Puerto Rico’s Economy Continues to Shrink

Puerto Rico’s economy experienced a 3.8% contraction during the first two-thirds of the Commonwealth’s fiscal year compared to the same period during Fiscal Year 2013, according to the insular Government Development Bank.

The territory’s economy has been in recession for six and a half of the last seven and a half years — and expanded only .1% during the 11 months that it grew.

The economy is 13% smaller than it was when the period of decline began. It has now shrunk to its February 1994 level and has only four-fifths of the jobs it had in 2006.

The Commonwealth economy has not been good for even longer. Income growth in the territory has lagged growth in the States for four decades.

The disparity has encouraged millions of Puerto Ricans to leave the territory for the greater opportunities of a State. There are now nearly five million people of Puerto Rican origin in the States, including 1.6 million who were born in the territory, and 3.6 million in Puerto Rico.

The failing Commonwealth economy has also contributed to Puerto Ricans rejecting territory status and choosing statehood among the alternatives through a plebiscite in 2012.

The Government Development bank measures the economy through an index of four factors.
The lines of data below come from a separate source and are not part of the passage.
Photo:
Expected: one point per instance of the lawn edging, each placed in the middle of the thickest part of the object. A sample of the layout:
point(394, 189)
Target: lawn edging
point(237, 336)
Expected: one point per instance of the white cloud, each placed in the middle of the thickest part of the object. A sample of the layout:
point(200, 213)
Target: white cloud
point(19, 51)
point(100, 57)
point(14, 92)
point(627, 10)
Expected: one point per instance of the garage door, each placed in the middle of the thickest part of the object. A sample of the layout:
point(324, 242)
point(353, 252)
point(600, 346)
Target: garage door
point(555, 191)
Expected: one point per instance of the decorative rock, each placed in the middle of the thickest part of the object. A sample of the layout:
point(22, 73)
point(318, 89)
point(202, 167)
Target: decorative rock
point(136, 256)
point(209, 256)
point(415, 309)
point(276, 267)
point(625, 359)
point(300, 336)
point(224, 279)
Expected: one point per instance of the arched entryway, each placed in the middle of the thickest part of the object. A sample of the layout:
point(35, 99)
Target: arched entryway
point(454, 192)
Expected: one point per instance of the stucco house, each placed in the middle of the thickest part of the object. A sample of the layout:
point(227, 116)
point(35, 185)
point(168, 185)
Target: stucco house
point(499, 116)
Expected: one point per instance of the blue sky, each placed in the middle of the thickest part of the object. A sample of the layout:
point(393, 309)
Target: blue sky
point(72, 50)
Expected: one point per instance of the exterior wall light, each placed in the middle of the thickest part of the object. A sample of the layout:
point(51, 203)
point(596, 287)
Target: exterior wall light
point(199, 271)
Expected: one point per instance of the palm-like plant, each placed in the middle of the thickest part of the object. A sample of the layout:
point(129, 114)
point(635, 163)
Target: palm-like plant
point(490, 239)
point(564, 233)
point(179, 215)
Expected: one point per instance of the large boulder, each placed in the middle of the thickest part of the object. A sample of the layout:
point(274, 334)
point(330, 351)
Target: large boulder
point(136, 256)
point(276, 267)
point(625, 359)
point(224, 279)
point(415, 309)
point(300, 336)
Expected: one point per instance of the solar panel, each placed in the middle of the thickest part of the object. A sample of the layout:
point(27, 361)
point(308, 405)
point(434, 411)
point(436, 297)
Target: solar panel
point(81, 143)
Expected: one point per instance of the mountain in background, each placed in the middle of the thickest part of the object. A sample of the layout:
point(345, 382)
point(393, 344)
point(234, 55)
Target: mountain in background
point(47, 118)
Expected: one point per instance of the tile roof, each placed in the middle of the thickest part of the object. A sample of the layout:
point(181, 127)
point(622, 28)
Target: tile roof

* Year to date non-farm payroll was 1.9% below the year before.

* Cement sales, an indication of construction since most building in Puerto Rico uses concrete, fell 15.6%.

* Electricity generation dropped 3.6%.

* Gasoline consumption was 3.1% less than the year before.

Puerto Rico’s government, through its Planning Board, had initially predicted a .02% expansion this year.  This projection was revised down in November to a contraction of .08%. A leading non-government economist forecast a two-percent economic decline for the fiscal year that ends June 30th. The economy is on track to be worse.